Несмотря на скромность результатов, поход Шереметева положил начало его военной славе. В Москве за взятие Кызы-Кермена ему устроена была торжественная встреча, позднее, во время заграничного путешествия, его всюду — в Польше, в Вене, в Риме и на Мальте — принимали, как знаменитого победителя «неверных», а мальтийские рыцари в знак уважения к его заслугам в борьбе против «врагов креста Христова» даже настояли на том, чтобы Борис Петрович взял на себя командование их эскадрой во время маневров, хотя до приезда в Италию он едва ли даже и видел корабли.

2

В 1700 году началась Северная война. Швеция была противником не менее, а скорее даже более опасным, чем Турция. Шведская армия была невелика, но она считалась лучшей в Европе, ее солдаты были закалены в боях, а командиры были опытны и искусны. Слабым местом Швеции казался молодой король Карл XII, которому ставили в упрек легкомыслие, но он быстро опроверг это мнение, поразив Европу своими военными талантами. Словом, война не обещала быть легкой.

Первые русские регулярные полки были составлены из даточных людей, к которым присоединили «охочих людей». Всего набрано было двадцать семь полков. Все они сведены были в три дивизии (или «генеральства») по девять полков в каждой. Такова была первоначальная организация армии. Начальниками дивизий были назначены генералы Адам Вейде, Автоном Головин и Аникита Репнин. Шереметев ни к организации регулярной армии, ни к командованию ею не был привлечен.

По русскому плану главным местом военных действий должна была быть Ингрия — побережье Финского залива. Прежде всего предполагалось овладеть крепостью Нарва и течением реки Наровы. В августе 1700 года от польского посланника Лаппо царь получил известие, что Карл с 18 тысячами войска направился в Лифляндию, к Пернову. Это известие заставляло спешить с осадой Нарвы.

Где был и что делал в это время Шереметев — не совсем ясно. Есть только письмо к нему Петра от 2 мая 1700 года — первое из сохранившихся. Оно писано в ответ на донесение Бориса Петровича, и из отдельных его фраз можно вывести заключение, что Шереметеву поручено было собирать дворянское ополчение и разбросанные по разным местам пехотные полки прежнего строя. В этом письме мы находим упрек Шереметеву в медлительности, который много раз потом будет повторяться в разных формах и с разной силой: «Полно отговариваться, пора делать; воистину и мы не под лапу, но в самый рот неприятелю идем, однакож за помощию Божиею не боимся»{81} (это как будто даже намек на трусость фельдмаршала). Петр спешил с открытием военных действий и торопил Шереметева, видимо, считая операцию достаточно подготовленной, а Шереметев медлил, может быть, находя ее по свойственной ему осторожности преждевременной и ссылаясь, как можно догадываться по цитируемому письму, отчасти на «непостоянство» черкас, отчасти на отсутствие «огнестрельных мастеров» при ополчении. Из упреков Петра видно, как он оценивал эти отговорки.

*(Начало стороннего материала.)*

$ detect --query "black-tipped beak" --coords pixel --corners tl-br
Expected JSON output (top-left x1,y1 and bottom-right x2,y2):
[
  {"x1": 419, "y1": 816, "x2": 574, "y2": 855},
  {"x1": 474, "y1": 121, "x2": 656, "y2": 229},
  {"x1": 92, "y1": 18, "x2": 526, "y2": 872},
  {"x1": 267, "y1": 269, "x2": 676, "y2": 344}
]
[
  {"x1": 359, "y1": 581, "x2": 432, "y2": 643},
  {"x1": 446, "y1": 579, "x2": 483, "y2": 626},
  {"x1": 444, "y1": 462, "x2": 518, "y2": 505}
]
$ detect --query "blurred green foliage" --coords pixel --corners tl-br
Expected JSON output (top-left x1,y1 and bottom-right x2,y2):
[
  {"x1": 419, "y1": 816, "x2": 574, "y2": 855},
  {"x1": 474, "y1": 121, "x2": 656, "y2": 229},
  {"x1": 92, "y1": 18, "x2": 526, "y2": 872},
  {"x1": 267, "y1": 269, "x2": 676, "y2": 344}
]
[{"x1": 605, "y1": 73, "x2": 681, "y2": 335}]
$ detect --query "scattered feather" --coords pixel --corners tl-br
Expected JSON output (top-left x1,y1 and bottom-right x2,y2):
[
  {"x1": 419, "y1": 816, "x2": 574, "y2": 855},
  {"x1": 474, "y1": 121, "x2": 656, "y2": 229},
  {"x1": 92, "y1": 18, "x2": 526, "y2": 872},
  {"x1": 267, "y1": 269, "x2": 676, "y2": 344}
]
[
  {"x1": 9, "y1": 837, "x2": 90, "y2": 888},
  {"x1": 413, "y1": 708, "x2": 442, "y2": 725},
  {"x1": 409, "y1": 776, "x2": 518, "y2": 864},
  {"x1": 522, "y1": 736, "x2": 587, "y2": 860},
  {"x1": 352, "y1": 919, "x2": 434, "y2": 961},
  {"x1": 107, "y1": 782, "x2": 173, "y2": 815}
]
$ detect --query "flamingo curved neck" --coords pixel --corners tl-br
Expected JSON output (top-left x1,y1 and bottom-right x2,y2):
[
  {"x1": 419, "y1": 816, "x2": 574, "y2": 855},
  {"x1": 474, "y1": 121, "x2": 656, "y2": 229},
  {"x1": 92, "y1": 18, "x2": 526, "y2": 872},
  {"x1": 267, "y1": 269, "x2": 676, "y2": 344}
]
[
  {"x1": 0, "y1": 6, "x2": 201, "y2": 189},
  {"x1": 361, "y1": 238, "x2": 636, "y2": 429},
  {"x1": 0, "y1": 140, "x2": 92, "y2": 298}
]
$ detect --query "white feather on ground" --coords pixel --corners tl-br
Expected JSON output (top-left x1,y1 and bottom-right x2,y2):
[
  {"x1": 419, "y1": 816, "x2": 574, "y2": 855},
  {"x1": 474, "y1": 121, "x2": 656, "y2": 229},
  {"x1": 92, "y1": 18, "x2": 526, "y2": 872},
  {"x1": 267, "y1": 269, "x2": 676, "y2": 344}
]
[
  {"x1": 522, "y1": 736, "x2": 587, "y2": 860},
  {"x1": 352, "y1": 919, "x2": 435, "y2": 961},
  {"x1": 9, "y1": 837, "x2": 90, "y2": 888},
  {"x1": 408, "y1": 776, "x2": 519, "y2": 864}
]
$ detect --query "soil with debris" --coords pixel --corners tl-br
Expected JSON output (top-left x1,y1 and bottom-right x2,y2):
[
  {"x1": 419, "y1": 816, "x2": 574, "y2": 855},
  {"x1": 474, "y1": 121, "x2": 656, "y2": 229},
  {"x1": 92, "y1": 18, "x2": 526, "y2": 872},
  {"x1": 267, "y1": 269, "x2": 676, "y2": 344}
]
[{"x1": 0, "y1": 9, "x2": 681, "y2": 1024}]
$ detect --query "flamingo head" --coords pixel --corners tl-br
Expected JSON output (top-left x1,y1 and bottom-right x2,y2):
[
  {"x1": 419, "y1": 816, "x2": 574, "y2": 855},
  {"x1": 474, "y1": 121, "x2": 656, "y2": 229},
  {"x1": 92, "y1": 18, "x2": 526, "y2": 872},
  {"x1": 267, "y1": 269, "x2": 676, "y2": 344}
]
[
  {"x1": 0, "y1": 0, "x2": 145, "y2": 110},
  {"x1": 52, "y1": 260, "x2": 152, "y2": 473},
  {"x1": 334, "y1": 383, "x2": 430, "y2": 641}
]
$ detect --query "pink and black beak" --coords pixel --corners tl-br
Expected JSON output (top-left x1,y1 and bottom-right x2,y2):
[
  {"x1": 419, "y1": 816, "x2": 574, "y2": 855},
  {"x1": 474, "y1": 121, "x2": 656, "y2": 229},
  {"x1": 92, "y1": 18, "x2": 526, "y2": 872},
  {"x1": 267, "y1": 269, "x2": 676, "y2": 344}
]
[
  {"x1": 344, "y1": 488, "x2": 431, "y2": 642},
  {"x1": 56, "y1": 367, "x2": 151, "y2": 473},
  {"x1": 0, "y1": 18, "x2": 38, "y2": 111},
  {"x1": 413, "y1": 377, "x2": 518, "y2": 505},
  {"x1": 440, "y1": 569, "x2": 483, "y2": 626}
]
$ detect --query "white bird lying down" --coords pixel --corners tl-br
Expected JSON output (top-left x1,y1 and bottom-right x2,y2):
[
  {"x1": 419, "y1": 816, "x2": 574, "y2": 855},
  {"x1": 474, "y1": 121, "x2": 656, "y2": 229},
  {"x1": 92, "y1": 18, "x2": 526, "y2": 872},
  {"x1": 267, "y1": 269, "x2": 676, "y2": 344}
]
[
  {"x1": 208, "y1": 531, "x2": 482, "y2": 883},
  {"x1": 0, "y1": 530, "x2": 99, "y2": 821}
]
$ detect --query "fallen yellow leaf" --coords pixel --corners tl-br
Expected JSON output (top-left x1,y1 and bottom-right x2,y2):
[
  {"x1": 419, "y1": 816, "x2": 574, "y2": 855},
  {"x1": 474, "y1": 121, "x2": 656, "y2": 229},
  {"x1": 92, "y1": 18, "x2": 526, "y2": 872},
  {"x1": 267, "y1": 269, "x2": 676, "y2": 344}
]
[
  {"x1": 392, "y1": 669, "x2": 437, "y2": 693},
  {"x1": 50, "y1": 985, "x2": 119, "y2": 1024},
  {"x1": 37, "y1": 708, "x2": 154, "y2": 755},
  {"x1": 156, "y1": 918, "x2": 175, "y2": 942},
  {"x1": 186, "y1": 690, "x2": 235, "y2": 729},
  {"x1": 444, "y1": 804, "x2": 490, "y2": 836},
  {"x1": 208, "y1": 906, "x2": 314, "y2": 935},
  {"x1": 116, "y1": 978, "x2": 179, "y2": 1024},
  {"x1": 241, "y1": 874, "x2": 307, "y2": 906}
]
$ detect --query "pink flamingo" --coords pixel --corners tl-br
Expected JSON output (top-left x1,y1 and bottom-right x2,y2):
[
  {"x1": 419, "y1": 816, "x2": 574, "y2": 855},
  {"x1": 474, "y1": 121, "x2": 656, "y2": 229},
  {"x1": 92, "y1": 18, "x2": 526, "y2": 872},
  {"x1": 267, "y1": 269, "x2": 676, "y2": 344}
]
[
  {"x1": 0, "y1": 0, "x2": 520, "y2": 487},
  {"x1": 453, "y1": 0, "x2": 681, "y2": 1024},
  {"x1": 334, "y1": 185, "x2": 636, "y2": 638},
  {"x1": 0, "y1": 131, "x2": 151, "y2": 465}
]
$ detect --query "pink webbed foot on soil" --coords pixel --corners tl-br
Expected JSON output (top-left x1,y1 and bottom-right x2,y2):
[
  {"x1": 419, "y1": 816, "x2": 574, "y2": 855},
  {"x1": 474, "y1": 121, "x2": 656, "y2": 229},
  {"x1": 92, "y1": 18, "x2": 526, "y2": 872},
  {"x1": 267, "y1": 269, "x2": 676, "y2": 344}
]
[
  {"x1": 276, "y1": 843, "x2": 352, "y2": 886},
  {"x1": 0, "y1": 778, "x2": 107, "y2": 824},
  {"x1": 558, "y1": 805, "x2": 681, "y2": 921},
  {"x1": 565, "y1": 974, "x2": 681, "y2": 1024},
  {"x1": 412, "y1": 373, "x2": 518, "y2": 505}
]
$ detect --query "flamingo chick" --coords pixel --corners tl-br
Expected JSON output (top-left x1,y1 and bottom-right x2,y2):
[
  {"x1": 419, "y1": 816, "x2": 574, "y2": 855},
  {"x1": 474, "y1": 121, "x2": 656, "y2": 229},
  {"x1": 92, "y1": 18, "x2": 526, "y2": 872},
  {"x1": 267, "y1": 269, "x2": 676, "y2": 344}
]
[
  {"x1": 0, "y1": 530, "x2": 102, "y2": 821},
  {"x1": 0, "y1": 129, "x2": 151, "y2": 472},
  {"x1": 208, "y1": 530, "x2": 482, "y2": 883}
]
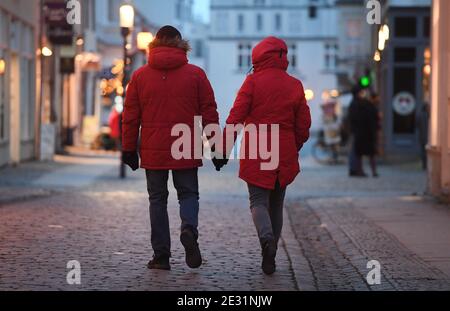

Была ли готова русская армия к осаде Нарвы и тем более к встрече с Карлом? Конечно, поражение под Нарвой можно бы признать достаточно убедительным ответом на этот вопрос. Однако могут быть и другие соображения в объяснении катастрофы: неосведомленность о численности неприятеля, стесненность армии укрепленным лагерем, неблагоприятное для русских направление ветра и т. п.

Но, вероятно, самый надежный ответ дает нам организация обучения и управления армии. Обучение и командование находились почти исключительно в руках иноземных офицеров. Насколько они отвечали своему назначению? Вот отзыв о них генерала П. Гордона, наиболее авторитетного из специалистов военного дела, знакомых с состоянием тогдашней русской армии: «За два последние года очень многие офицеры приехали в Россию… Большая, если не большая часть их, были низкие и худые люди. Многие из них никогда и не служили офицерами…»{82}.

А вот отзыв о тогдашних офицерах генерала Головина, в ведении которого находилось обучение армии: «Дела своего не знали, нужно было их учить, и труды пропадали даром». Общего отзыва Шереметева об иноземных офицерах мы не имеем, но в отдельных случаях его мнение о них также невысоко. Говоря, например, о солдатских полках, набранных в 1703 году, он писал Петру об их командном составе: «…а у тех солдат полковники выбраны с Москвы ни к чему годные и пьяны, только лучшее ружье и людей задолжили, а не росписав их по старым полкам — ничево в них не будет, только на стыд да на печаль»{83}. Петру, впрочем, не приходилось доказывать малую пригодность этих людей, он и сам хорошо знал их качества; в резолюции на докладе Шереметева о необходимости замены непригодного полковника князя Никиты Репнина иностранцем он написал: «Князь Никита такой же, как и другие: ничего не знают»{84}.